A rock is thrown upward with a velocity of 28 meters per second from the top of a 36 meter high cliff, and it misses the cliff on the way back down. When will the rock be 9 meters from the water below. Round to two decimal places.
we have
h(t) = 36 + 28t - 4.9t^2
So, when h=9, just solve
36 + 28t - 4.9t^2 = 9
t ~= 6.55 sec
To solve this problem, we need to find the time it takes for the rock to reach a height of 9 meters while moving upward and downward.
Let's start by finding the time it takes for the rock to reach its highest point, which is when its velocity becomes 0 m/s. We can use the formula for vertical motion:
v = u + at
Where:
v = final velocity (0 m/s at the highest point)
u = initial velocity (28 m/s)
a = acceleration due to gravity (-9.8 m/s^2, taking negative since it opposes the upward motion)
t = time
Plugging in the values, we get:
0 = 28 + (-9.8)t
Rearranging the equation, we have:
9.8t = 28
t = 28 / 9.8
t ≈ 2.86 seconds
So, it takes approximately 2.86 seconds for the rock to reach its highest point.
Next, we can find the time it takes for the rock to fall from the top of the cliff to a height of 9 meters.

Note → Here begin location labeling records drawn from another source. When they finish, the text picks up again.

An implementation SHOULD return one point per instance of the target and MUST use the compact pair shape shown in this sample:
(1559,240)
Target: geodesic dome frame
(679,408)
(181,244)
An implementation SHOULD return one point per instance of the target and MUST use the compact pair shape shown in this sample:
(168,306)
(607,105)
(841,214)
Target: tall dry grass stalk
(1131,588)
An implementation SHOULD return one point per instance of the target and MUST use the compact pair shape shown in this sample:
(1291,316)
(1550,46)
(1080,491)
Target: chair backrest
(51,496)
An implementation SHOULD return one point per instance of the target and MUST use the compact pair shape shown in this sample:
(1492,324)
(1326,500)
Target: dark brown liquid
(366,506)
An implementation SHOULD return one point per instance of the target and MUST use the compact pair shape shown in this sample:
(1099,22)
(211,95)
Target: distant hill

We can use the formula:
s = ut + (1/2)at^2
Where:
s = displacement (36 - 9 = 27 meters, taking negative since it is downward)
u = initial velocity (0 m/s at the highest point)

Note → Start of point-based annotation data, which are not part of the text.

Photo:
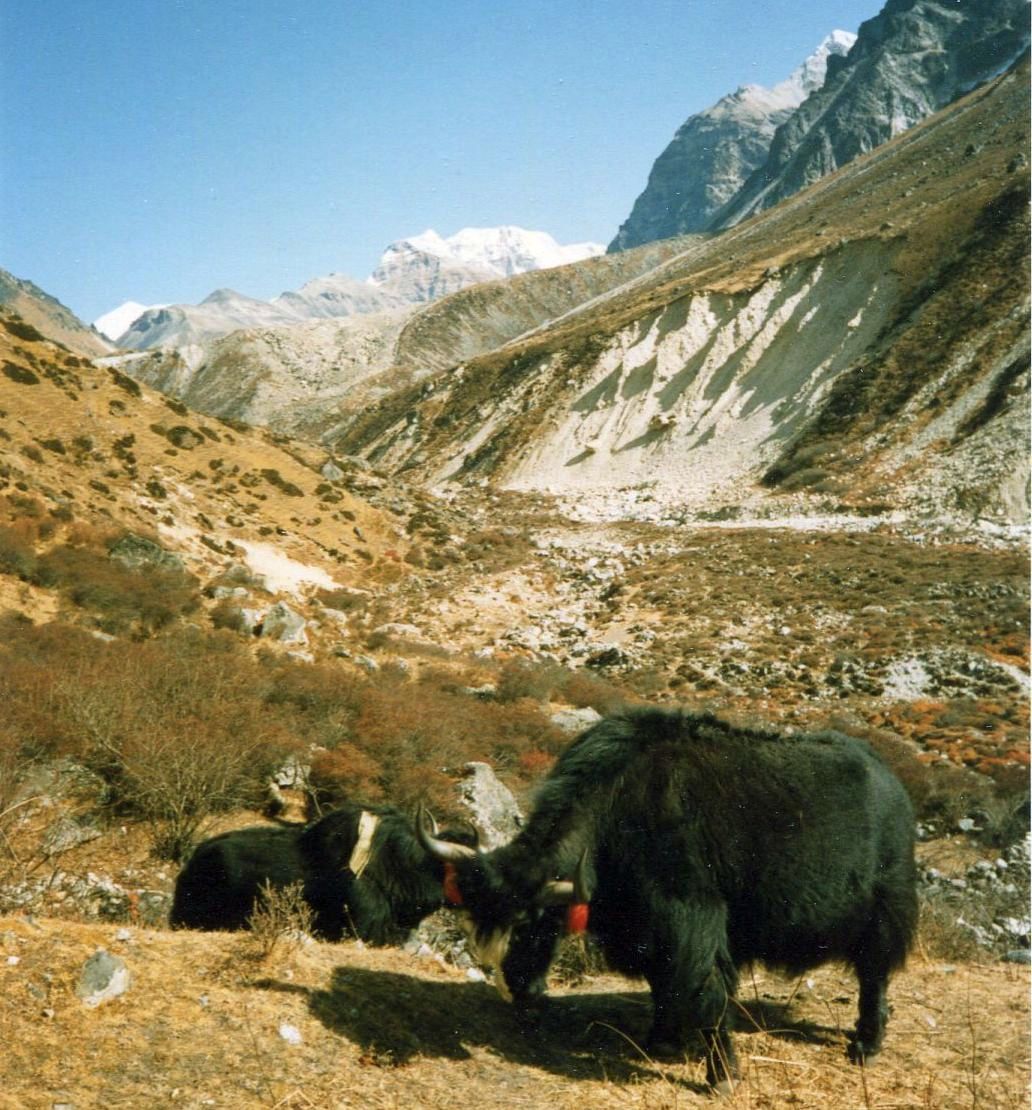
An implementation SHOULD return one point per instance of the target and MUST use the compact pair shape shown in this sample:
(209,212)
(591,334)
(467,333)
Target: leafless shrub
(281,921)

a = acceleration due to gravity (9.8 m/s^2, taking positive since it is downward)
t = time
Plugging in the values, we get:
-27 = 0 + (1/2)(9.8)t^2
Rearranging the equation, we have:
4.9t^2 = 27
t^2 = 27 / 4.9
t ≈ √(5.51)
t ≈ 2.35 seconds
So, it takes approximately 2.35 seconds for the rock to fall from the top of the cliff to a height of 9 meters.
Since we are looking for the total time, we need to add the time it takes for the rock to reach its highest point and the time it takes for the rock to fall from the top of the cliff to a height of 9 meters:
Total time = 2.86 + 2.35
Total time ≈ 5.21 seconds
Therefore, the rock will be approximately 9 meters from the water below after 5.21 seconds.